4/29/21: LCPS Equity Commando and Equity Collaborative Staff Indoctrination Blueprint
LCPS EQUITY COMMANDO AND EQUITY COLLABORATIVE STAFF INDOCTRINATION BLUEPRINT
What kind of leadership will be necessary to achieve educational equity
Adaptive Leadership
Adaptive Leadership
Core beliefs of adaptive leadership:
- Leadership can be learned. It is about understanding and about behaviors and actions. It is not an inherent set of traits such as charisma.
- The adaptability of organizations depends on having widespread leadership that can come from anywhere within an organization, not just from those in top positions of authority.
- Because adaptive change generates resistance, exercising leadership can be both difficult and dangerous. Adaptive leadership distinguishes between adaptive challenges and technical problems.
- Technical problems (refers to people) are ones that can be defined clearly and for which solutions exist; it may be difficult to fix, but we know what to do or can find an expert who does. Technical problems can be managed and usually fall to some one with the authority to address them.
- Adaptive challenges (refers to people) imply having to learn new ways of working and having to choose between what appear to be contradictory values. They cannot be “managed”, but must be confronted and dealt with honestly. Adaptive challenges, although unique for each organization, share several properties in common:
- There is a gap between aspirations and reality.
- Progress requires responses outside the organization’s standard repertoire.
- Narrowing the gap will require difficult learning.
- Part of the learning will require distinguishing, among all that is valued, what is essential to be carried forward and what is expendable, which will involve loss.
- The losses often involve learning to refashion loyalties and develop new competencies.
- Painful choices must be made between competing loyalties and values.
- The people with the problem are the problem, and they are the solution. Problem-solving responsibility must shift from authoritative experts to stakeholders.
- Adaptive work requires a longer timeframe than technical work.
- Adaptive work involves experimentation.
- Adaptive challenges generate disequilibrium, resistance and work avoidance.

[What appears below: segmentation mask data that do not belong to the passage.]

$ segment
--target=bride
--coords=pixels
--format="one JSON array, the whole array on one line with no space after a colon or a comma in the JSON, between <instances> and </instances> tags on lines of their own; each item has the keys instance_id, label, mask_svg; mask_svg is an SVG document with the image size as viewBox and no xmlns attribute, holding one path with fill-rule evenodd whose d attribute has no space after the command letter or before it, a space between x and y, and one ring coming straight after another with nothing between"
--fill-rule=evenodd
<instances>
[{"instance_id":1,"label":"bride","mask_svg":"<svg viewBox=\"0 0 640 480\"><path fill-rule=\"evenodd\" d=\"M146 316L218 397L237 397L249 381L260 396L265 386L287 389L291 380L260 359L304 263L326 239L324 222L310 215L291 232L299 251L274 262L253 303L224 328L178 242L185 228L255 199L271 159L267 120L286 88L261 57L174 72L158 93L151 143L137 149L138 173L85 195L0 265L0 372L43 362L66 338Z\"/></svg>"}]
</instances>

Significant organizational change inevitably involves adaptive challenges.
Working on an edge
Within any profession or sector, one of the primary characteristics of the artistry of leadership is the willingness to work on an edge—the edge between the familiar and the emergent. Harvard University professor Ronald A. Heifetz honours this edge when he speaks of the capacity to lead with only good questions in hand—and that acts of leadership require the ability to walk the razor’s edge without getting your feet too cut up—working that edge place between known problems and unknown solutions, between popularity and anxious hostility. Artistic leadership is able to remain curious and creative in the complexity and chaos of swamp issues, often against the odds. As we have seen, those who practice adaptive leadership must confront, disappoint, and dismantle and at the same time energize, inspire, and empower. The creativity that emerges from working on this paradoxical edge is integral to adaptive work, building out of what has come before, yet stirring into being something new and unprecedented—the character of leadership that is needed at this threshold time in human history.